I’m enrolled in the Stanford course Probabilistic Graphical Models offered by Coursera and found a very interesting scenario concerning ways to determine and model the intelligence of a student.
The first step in modeling student knowledge is to capture the information. One simple case is to look at the student’s final grade in a few classes. Suppose one student did well in the first and third course and poor in the second.
I could choose to model the intelligence of this student by first claiming that the typical student will have an 80% chance of having high intelligence. When I observe a student performing well in the first class, I can bump up his probability of having high intelligence a little, let’s say to 90%. If I observe poor performance in the second class, I can bump the probability down a little to 85%. So after two classes the student has an 85% probably of high intelligence. This isn’t the only information I have though.
When I observe all student in all classes, I suddenly have access to a lot more information the help determine the intelligence of the student in my model. Specifically I have additional information about the course the student did poor in.

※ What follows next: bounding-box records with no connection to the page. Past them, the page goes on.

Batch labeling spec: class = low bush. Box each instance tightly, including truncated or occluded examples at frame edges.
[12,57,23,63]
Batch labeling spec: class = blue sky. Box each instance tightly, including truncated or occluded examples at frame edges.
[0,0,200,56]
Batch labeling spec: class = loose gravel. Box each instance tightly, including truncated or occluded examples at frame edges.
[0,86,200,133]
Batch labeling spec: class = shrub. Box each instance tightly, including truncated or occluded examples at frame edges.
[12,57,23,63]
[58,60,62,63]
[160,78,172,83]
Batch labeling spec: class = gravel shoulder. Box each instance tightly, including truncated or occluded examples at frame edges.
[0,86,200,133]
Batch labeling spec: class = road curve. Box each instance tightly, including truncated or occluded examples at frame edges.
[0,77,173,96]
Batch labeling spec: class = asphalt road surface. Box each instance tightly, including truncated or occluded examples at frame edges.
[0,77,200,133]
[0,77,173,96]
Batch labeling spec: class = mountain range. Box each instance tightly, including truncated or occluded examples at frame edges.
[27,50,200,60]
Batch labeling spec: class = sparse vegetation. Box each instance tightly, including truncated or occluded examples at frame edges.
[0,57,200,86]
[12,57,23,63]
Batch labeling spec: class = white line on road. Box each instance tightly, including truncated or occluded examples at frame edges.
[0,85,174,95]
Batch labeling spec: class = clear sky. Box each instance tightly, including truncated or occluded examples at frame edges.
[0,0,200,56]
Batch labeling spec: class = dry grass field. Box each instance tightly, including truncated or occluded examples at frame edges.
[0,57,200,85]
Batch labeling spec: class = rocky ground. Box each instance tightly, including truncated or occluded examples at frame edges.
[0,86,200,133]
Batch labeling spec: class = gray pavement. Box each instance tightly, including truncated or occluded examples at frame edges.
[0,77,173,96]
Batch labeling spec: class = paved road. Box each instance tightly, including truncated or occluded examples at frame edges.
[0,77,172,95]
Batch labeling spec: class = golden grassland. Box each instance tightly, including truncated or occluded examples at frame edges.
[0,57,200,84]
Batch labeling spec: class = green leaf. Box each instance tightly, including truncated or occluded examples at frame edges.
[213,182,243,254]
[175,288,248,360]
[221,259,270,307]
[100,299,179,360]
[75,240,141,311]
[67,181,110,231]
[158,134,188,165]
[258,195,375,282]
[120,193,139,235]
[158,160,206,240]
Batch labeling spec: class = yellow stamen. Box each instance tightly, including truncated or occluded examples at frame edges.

Looking at the entire network, I have additional evidence that shows course 2 is a very easy course because all the other students did well. What does this additional information really give me though?
Local vs Global Scope
When I look only at the student, I have to choose a single method to increase or degrease intelligence. The simple model treats all courses the same. However, with the feedback from the network, the additional data let’s me know if some courses are more difficult than others. Now I can create a conditional probability distribution table based on the additional information.
In other words, I can enrich my model when I decide to reduce the value of intelligence. When I see a student does poorly in an easy class I bump the probability value down from 90% to 70%.